This week's "Ask Dr. Durie" comes from a patient who has heard about the IMF project in Iceland. The iStopMM Project, Iceland screens, treats or prevents multiple myeloma. And the question is, what could be the advantages of screening for the early disease to pick up MGUS or smoldering myeloma at the earliest possible time?
So what are the advantages of trying to do that? So the first obvious advantage is that if you pick up the disease early, this is before CRAB criteria have developed. And so, you're picking up disease in individuals who do not have bone disease, who do not have anemia, who have not developed any kind of kidney damage. And so, this is a huge advantage that you have detected, with the possibility of intervening with treatment as necessary for patients before they've developed any kind of major complications.
This has, advantages which are both wonderful for patients, but also, from a financial standpoint, you, reduce the need for, testing and treatment for things like bone disease. So this is very important because all kinds of imaging and X-rays are very expensive. Likewise for kidney disease, management of major kidney problems is also difficult, and expensive.

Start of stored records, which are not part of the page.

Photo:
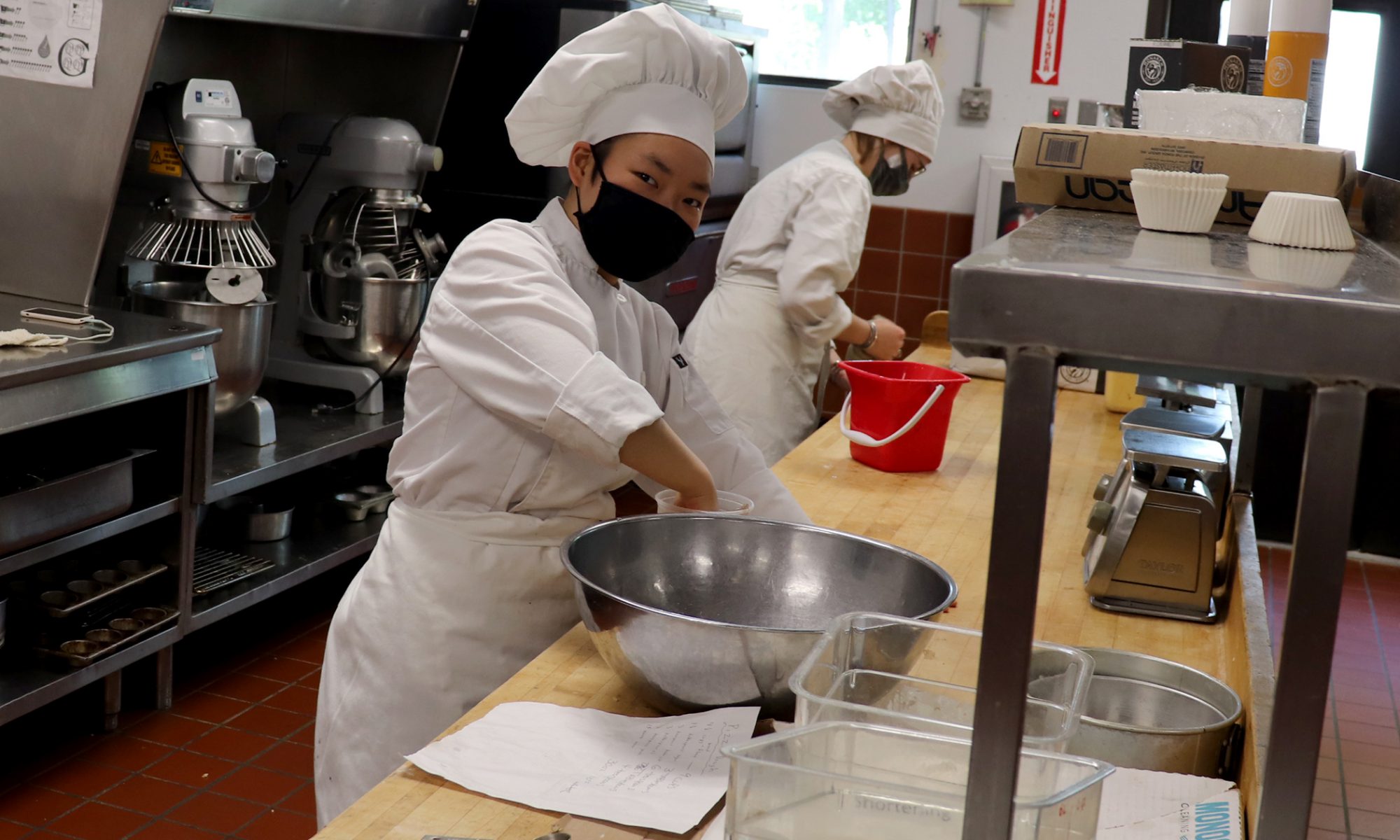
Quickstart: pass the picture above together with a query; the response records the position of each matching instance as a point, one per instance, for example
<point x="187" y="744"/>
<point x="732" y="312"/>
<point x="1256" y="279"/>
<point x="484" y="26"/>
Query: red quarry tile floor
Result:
<point x="1359" y="774"/>
<point x="230" y="761"/>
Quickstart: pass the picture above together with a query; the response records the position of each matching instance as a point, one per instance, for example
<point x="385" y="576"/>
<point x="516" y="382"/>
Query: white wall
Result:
<point x="1094" y="68"/>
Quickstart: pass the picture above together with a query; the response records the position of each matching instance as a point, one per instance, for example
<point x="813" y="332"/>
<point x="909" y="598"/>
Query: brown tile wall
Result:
<point x="909" y="255"/>
<point x="905" y="270"/>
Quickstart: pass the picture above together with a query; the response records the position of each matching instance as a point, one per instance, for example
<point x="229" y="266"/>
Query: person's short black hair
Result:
<point x="601" y="150"/>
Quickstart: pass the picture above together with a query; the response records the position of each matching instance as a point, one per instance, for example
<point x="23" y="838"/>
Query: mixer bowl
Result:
<point x="384" y="313"/>
<point x="701" y="611"/>
<point x="240" y="355"/>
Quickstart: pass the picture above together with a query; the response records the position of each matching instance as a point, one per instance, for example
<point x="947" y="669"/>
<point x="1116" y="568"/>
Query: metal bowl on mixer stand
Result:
<point x="699" y="611"/>
<point x="374" y="276"/>
<point x="240" y="355"/>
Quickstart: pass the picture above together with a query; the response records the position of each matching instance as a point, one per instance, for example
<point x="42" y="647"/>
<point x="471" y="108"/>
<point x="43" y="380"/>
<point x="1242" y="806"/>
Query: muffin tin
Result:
<point x="118" y="635"/>
<point x="62" y="600"/>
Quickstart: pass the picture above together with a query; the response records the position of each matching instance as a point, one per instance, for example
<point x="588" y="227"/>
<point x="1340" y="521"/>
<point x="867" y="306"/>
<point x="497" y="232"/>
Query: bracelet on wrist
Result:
<point x="874" y="335"/>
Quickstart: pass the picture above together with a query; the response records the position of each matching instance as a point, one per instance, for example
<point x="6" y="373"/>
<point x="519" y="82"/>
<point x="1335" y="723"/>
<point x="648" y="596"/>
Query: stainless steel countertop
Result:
<point x="136" y="338"/>
<point x="1104" y="293"/>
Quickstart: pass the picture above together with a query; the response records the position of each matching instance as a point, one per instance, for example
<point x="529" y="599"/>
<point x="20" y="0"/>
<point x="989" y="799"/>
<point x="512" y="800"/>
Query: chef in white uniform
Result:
<point x="796" y="243"/>
<point x="541" y="384"/>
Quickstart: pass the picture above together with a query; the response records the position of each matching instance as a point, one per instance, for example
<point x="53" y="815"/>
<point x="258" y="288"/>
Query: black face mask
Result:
<point x="890" y="181"/>
<point x="631" y="236"/>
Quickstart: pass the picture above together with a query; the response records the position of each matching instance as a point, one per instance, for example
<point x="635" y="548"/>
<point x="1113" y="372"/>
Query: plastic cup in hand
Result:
<point x="730" y="503"/>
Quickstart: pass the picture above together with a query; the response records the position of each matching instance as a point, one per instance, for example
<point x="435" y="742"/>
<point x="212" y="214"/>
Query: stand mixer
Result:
<point x="195" y="156"/>
<point x="355" y="295"/>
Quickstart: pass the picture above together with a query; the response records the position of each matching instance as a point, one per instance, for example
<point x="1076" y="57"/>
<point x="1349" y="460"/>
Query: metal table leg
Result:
<point x="111" y="701"/>
<point x="1014" y="575"/>
<point x="1247" y="449"/>
<point x="164" y="678"/>
<point x="1321" y="538"/>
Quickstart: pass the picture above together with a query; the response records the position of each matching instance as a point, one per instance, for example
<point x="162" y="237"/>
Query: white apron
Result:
<point x="761" y="337"/>
<point x="757" y="366"/>
<point x="530" y="376"/>
<point x="449" y="604"/>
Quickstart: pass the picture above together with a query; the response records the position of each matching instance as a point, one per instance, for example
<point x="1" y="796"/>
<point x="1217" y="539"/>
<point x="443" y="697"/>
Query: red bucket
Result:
<point x="897" y="414"/>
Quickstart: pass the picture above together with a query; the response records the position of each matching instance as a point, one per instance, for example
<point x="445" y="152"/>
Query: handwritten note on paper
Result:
<point x="656" y="774"/>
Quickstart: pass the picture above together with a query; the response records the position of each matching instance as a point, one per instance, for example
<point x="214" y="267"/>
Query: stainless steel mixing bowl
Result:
<point x="384" y="313"/>
<point x="240" y="355"/>
<point x="699" y="612"/>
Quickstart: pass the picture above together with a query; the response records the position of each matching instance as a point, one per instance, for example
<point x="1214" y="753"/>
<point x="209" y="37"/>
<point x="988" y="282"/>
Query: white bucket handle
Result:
<point x="860" y="438"/>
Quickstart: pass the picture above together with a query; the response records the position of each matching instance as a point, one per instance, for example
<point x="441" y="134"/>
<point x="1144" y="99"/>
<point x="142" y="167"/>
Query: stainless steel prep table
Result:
<point x="1094" y="290"/>
<point x="145" y="358"/>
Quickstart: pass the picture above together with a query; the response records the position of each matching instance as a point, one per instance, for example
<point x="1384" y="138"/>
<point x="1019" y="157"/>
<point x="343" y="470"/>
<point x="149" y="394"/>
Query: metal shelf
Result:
<point x="304" y="440"/>
<point x="300" y="558"/>
<point x="1096" y="290"/>
<point x="26" y="688"/>
<point x="141" y="514"/>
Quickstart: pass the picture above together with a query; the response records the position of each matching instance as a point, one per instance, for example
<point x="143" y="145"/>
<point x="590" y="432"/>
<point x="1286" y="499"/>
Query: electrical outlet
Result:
<point x="975" y="104"/>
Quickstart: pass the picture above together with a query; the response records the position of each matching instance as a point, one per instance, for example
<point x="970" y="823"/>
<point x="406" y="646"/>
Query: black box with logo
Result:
<point x="1178" y="65"/>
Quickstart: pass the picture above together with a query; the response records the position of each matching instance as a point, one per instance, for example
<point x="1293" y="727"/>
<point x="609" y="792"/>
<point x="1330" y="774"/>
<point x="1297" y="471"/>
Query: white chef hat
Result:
<point x="899" y="103"/>
<point x="646" y="71"/>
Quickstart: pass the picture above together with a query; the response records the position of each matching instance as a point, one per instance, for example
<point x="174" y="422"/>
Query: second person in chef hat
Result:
<point x="542" y="382"/>
<point x="794" y="246"/>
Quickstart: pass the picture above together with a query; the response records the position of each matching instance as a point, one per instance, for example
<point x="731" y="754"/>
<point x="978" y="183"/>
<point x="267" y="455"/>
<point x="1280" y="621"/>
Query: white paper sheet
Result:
<point x="1147" y="806"/>
<point x="716" y="831"/>
<point x="654" y="774"/>
<point x="51" y="41"/>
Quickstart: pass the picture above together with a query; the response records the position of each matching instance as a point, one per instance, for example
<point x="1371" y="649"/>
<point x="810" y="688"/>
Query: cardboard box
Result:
<point x="1091" y="167"/>
<point x="1178" y="65"/>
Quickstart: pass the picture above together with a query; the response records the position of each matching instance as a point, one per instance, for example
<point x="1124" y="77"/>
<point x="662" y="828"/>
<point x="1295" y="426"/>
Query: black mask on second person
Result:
<point x="629" y="236"/>
<point x="891" y="181"/>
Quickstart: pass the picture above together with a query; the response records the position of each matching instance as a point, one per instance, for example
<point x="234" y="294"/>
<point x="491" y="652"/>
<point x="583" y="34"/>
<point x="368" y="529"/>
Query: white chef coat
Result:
<point x="794" y="244"/>
<point x="531" y="373"/>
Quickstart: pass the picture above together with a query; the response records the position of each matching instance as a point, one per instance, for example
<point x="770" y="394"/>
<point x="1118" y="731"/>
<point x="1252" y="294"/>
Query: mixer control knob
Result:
<point x="1100" y="517"/>
<point x="257" y="167"/>
<point x="429" y="159"/>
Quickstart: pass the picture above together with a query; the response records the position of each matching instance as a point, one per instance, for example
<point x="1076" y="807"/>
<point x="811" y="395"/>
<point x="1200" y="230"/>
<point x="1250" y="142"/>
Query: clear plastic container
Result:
<point x="845" y="780"/>
<point x="923" y="677"/>
<point x="730" y="503"/>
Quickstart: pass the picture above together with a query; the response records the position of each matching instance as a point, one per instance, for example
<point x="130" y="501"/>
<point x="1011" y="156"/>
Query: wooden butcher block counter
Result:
<point x="946" y="517"/>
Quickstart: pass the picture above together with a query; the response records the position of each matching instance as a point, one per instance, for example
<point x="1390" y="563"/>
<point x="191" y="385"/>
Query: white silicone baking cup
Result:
<point x="1178" y="202"/>
<point x="1300" y="267"/>
<point x="1304" y="220"/>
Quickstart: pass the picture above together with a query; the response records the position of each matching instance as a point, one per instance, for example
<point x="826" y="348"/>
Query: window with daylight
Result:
<point x="1350" y="82"/>
<point x="830" y="40"/>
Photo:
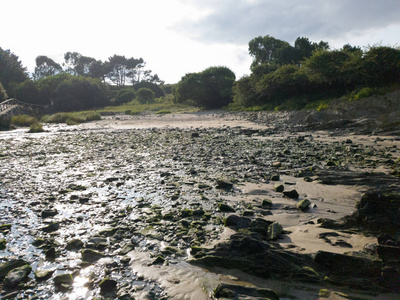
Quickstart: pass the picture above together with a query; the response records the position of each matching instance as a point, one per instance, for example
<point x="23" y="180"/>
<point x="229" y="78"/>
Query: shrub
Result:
<point x="71" y="118"/>
<point x="36" y="127"/>
<point x="23" y="120"/>
<point x="163" y="112"/>
<point x="158" y="90"/>
<point x="124" y="96"/>
<point x="3" y="94"/>
<point x="145" y="95"/>
<point x="210" y="89"/>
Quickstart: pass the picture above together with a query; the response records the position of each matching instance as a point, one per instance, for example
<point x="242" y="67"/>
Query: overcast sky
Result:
<point x="176" y="37"/>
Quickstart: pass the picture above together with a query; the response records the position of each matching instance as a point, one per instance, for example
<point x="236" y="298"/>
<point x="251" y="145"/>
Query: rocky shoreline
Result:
<point x="145" y="208"/>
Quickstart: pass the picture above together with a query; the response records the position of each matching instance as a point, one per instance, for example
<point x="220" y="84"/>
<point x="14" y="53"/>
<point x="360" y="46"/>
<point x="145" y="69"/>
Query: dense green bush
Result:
<point x="36" y="127"/>
<point x="79" y="93"/>
<point x="66" y="92"/>
<point x="322" y="74"/>
<point x="23" y="120"/>
<point x="71" y="118"/>
<point x="124" y="96"/>
<point x="145" y="96"/>
<point x="211" y="88"/>
<point x="157" y="89"/>
<point x="3" y="94"/>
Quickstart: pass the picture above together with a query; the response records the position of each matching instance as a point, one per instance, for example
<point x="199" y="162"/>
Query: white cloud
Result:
<point x="175" y="37"/>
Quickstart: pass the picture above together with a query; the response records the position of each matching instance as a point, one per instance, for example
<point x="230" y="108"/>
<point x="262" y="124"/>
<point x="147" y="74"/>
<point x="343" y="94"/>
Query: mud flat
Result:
<point x="198" y="206"/>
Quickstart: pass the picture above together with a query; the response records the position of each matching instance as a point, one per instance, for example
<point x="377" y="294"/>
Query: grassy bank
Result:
<point x="71" y="118"/>
<point x="163" y="106"/>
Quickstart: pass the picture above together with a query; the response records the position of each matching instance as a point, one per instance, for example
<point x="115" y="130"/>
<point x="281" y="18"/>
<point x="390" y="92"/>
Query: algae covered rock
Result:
<point x="16" y="276"/>
<point x="7" y="266"/>
<point x="279" y="188"/>
<point x="91" y="256"/>
<point x="274" y="231"/>
<point x="64" y="282"/>
<point x="292" y="194"/>
<point x="224" y="184"/>
<point x="304" y="204"/>
<point x="42" y="275"/>
<point x="231" y="291"/>
<point x="237" y="222"/>
<point x="225" y="208"/>
<point x="107" y="286"/>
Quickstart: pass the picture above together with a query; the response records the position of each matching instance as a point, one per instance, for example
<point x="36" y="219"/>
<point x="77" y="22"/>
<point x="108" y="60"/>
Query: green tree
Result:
<point x="145" y="95"/>
<point x="28" y="91"/>
<point x="326" y="67"/>
<point x="124" y="96"/>
<point x="45" y="67"/>
<point x="245" y="92"/>
<point x="266" y="50"/>
<point x="79" y="93"/>
<point x="11" y="71"/>
<point x="122" y="68"/>
<point x="381" y="66"/>
<point x="3" y="94"/>
<point x="157" y="89"/>
<point x="210" y="89"/>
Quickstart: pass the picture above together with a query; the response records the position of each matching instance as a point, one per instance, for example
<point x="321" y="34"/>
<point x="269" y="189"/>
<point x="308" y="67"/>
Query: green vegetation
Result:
<point x="23" y="120"/>
<point x="160" y="105"/>
<point x="145" y="95"/>
<point x="209" y="89"/>
<point x="71" y="118"/>
<point x="283" y="77"/>
<point x="36" y="127"/>
<point x="3" y="94"/>
<point x="293" y="77"/>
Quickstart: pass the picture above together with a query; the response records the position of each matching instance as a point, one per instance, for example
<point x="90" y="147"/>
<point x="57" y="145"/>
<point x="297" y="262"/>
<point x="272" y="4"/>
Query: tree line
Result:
<point x="282" y="75"/>
<point x="307" y="71"/>
<point x="80" y="82"/>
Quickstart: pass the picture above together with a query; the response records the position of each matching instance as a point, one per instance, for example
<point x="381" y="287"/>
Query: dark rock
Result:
<point x="7" y="266"/>
<point x="345" y="265"/>
<point x="252" y="255"/>
<point x="64" y="282"/>
<point x="274" y="231"/>
<point x="126" y="249"/>
<point x="304" y="204"/>
<point x="42" y="275"/>
<point x="91" y="256"/>
<point x="46" y="213"/>
<point x="266" y="203"/>
<point x="225" y="208"/>
<point x="279" y="188"/>
<point x="275" y="177"/>
<point x="74" y="245"/>
<point x="291" y="194"/>
<point x="107" y="286"/>
<point x="224" y="184"/>
<point x="238" y="291"/>
<point x="16" y="276"/>
<point x="391" y="278"/>
<point x="388" y="253"/>
<point x="3" y="244"/>
<point x="237" y="222"/>
<point x="5" y="228"/>
<point x="50" y="253"/>
<point x="158" y="261"/>
<point x="51" y="227"/>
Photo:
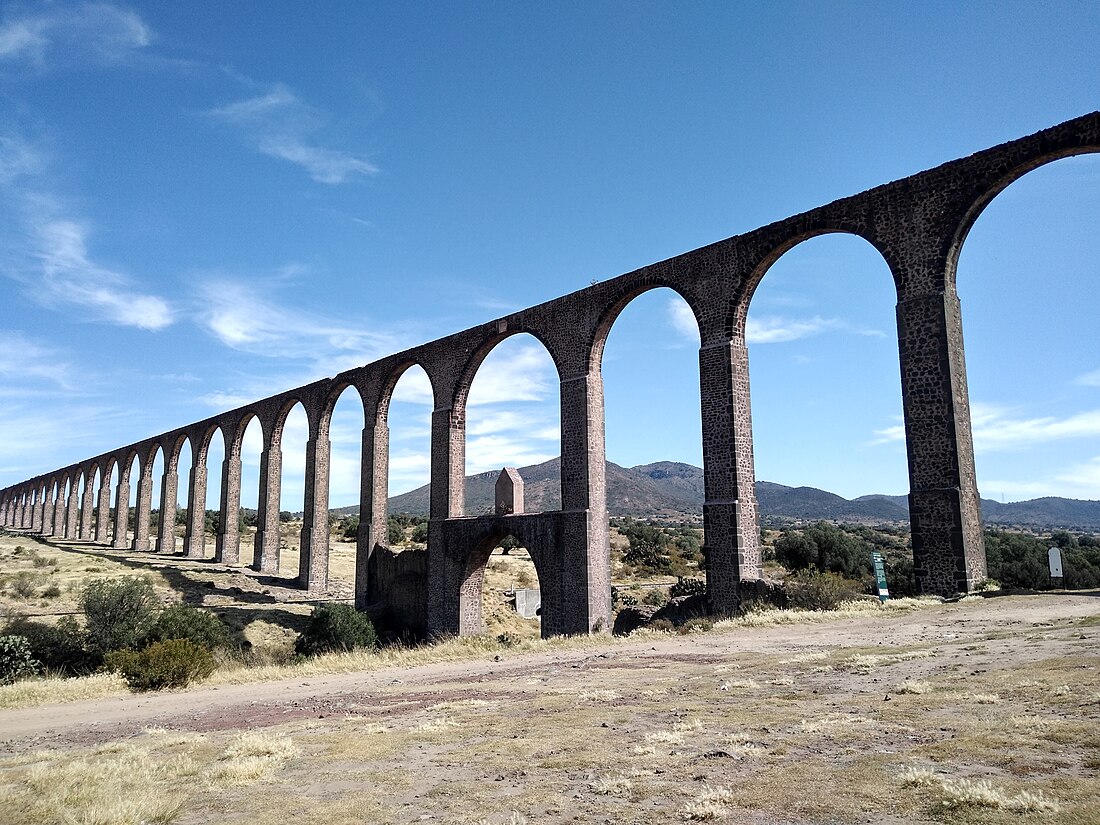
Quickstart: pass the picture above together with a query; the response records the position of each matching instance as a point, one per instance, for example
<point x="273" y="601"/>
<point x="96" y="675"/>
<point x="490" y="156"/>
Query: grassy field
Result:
<point x="987" y="711"/>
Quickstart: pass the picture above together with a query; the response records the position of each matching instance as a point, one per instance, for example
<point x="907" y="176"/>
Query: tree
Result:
<point x="118" y="613"/>
<point x="395" y="534"/>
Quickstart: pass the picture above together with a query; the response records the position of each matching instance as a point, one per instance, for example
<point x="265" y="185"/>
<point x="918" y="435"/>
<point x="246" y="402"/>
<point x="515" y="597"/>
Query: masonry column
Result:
<point x="730" y="530"/>
<point x="144" y="504"/>
<point x="314" y="568"/>
<point x="169" y="502"/>
<point x="268" y="538"/>
<point x="121" y="510"/>
<point x="948" y="546"/>
<point x="37" y="512"/>
<point x="103" y="510"/>
<point x="584" y="585"/>
<point x="87" y="507"/>
<point x="228" y="548"/>
<point x="374" y="480"/>
<point x="57" y="523"/>
<point x="448" y="499"/>
<point x="195" y="534"/>
<point x="72" y="508"/>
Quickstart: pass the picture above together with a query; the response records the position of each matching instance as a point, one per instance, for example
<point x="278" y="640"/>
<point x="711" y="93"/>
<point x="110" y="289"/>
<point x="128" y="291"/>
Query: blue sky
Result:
<point x="205" y="204"/>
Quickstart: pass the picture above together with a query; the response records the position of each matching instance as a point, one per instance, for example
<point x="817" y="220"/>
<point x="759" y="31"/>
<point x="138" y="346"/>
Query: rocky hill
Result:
<point x="672" y="488"/>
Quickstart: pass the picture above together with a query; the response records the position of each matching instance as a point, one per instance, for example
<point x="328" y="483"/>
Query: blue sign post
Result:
<point x="880" y="575"/>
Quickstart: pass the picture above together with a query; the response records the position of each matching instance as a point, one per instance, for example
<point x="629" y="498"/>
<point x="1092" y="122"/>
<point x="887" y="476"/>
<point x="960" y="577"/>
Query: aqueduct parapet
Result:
<point x="917" y="224"/>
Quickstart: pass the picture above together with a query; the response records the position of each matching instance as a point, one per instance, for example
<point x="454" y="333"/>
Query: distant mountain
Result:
<point x="673" y="488"/>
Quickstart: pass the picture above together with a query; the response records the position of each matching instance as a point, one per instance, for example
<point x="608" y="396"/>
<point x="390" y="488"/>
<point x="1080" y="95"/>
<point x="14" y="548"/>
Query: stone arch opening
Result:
<point x="824" y="365"/>
<point x="250" y="451"/>
<point x="184" y="462"/>
<point x="293" y="428"/>
<point x="345" y="421"/>
<point x="653" y="431"/>
<point x="513" y="418"/>
<point x="405" y="413"/>
<point x="1025" y="267"/>
<point x="501" y="591"/>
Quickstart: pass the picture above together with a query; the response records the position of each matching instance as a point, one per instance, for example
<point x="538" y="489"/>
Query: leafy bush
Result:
<point x="395" y="534"/>
<point x="688" y="587"/>
<point x="826" y="548"/>
<point x="119" y="613"/>
<point x="17" y="660"/>
<point x="812" y="591"/>
<point x="169" y="663"/>
<point x="183" y="622"/>
<point x="58" y="648"/>
<point x="336" y="627"/>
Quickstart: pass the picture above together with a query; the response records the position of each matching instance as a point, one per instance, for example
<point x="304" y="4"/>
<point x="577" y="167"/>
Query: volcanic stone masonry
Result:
<point x="917" y="224"/>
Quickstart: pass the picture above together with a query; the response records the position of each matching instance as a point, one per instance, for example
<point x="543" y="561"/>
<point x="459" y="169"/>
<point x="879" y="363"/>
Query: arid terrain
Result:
<point x="983" y="711"/>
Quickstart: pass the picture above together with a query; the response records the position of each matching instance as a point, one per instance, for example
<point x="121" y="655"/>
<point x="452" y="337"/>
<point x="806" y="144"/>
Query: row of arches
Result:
<point x="916" y="226"/>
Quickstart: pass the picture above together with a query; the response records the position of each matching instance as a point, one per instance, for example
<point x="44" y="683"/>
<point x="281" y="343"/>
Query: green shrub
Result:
<point x="169" y="663"/>
<point x="811" y="591"/>
<point x="17" y="661"/>
<point x="656" y="597"/>
<point x="688" y="587"/>
<point x="194" y="624"/>
<point x="336" y="627"/>
<point x="59" y="648"/>
<point x="119" y="613"/>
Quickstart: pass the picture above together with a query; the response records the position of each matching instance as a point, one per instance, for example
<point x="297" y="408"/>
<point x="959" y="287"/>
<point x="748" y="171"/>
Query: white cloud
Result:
<point x="518" y="374"/>
<point x="240" y="317"/>
<point x="278" y="124"/>
<point x="69" y="276"/>
<point x="682" y="319"/>
<point x="1089" y="380"/>
<point x="100" y="32"/>
<point x="777" y="329"/>
<point x="18" y="158"/>
<point x="996" y="428"/>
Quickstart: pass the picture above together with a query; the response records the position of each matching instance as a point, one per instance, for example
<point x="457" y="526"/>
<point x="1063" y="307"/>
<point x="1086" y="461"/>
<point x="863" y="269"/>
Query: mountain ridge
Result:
<point x="671" y="488"/>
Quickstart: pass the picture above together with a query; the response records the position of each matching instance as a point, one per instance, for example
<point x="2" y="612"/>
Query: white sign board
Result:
<point x="1055" y="556"/>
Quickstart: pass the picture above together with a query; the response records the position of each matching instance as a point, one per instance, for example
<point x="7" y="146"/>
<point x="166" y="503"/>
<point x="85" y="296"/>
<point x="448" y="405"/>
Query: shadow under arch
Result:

In addition to that, we now know that patients who have MGUS and smoldering myeloma are also predisposed to some other medical issues including potential heart problems, or nerve problems, or kidney problems. And by diagnosing those early, we also have an opportunity to improve the survival and the quality of life for such patients by making adjustments to their ongoing care as early as possible.
And so, the bottom line here is that, screening, has many advantages. One of them would be the advantage to the patient by being diagnosed early. Another would be, to the financial community where the costs for insurance and payers would be much less. But the big news is that it would be a complete change in the paradigm of the management of myeloma.
We will be looking at a focus on how do we best care for patients with this very, very early stage of the disease process. A whole different way of looking at the disease. And so, the BOTTOM LINE in moving forward in this fashion is that coming out of Iceland, we have a randomized trial where some of the patients have been screened and had, full testing and early intervention. And we need to be able to demonstrate that this really does improve the survival and the quality of life for these patients who have been screened and had appropriate follow on management.
And so, we are awaiting this result, which hopefully will be available within the next year or two. But if this does indeed prove to be well-established that survival and quality of life are benefited with screening, then as we say, screening will be the way to go. And I think it has huge potential advantages.